SPIEGEL: Isn't that a bit much? That sounds like a missionary's approach.
Agassi: Well, if I did not believe that people might learn a lot about me -- and maybe a lot about themselves -- through my story, I wouldn't have done it.
SPIEGEL: I guess you didn't need the money, did you?
Agassi: (laughs) I have a lot more to lose than to gain with what I've written. I put endorsements on the line, but also my reputation, my character -- or how it is perceived -- and some relationships. What do you think of the book?
SPIEGEL: It seems rare and special. Books by or about athletes usually just stay on the surface.
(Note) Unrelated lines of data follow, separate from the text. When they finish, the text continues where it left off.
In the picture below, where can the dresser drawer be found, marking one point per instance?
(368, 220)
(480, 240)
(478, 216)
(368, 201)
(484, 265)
They go from victory to victory and, along the road, you are served up cliched lessons like "Always focus on the next point." Your book is stronger: It reaches deeper, and it doesn't spare anyone.
Agassi: Yes, while I do not spare others, I certainly do not spare myself.
SPIEGEL: The Australian novelist Lily Brett once said: "If you write a book, you've got to write your heart out."
Agassi: You've got one chance to tell your story; you've got to give it all you've got. It's like in sports or when you are pregnant or when you become a father: You have to commit without fearing failure. I had no idea where this would lead me. I knew the different stories of my life but not the meaning, not the story of it all. I had the pearls but no idea what the necklace would look like.
SPIEGEL: Books on sports are usually a lot like cheating: There are five or six interviews, and then a ghostwriter sits down and pens something nice -- and everybody makes money.
Agassi: Maybe, but I wanted something different. When I went into retirement three years ago, I was reading this book called "The Tender Bar" and rationing its pages because it was giving me an escape from a lot of the feelings I was going through. It was so powerful. I wondered if my life -- looked at through a literary lens -- could impact somebody the way this book impacted me. What would my life look like through a real deep analytical view of my psyche and my contradictions?
SPIEGEL: So you approached Moehringer without an advance payment or a publishing contract?
Agassi: Yes, I reached out to this author, J.R. Moehringer, and he did not want to do it. He was flattered and honored, but he didn't seem to think this was something that could work. Then we just started talking anyway. After a while, we started taping the conversations; and, from there, it just went on. We had the tapes transcribed and organized; it was several hundred hours. We read old news stories, watched the old videos, and talked to people who had been on this journey with me. J.R. wrote the first draft. Then we set down together and formed the story. It took eight versions and over three years.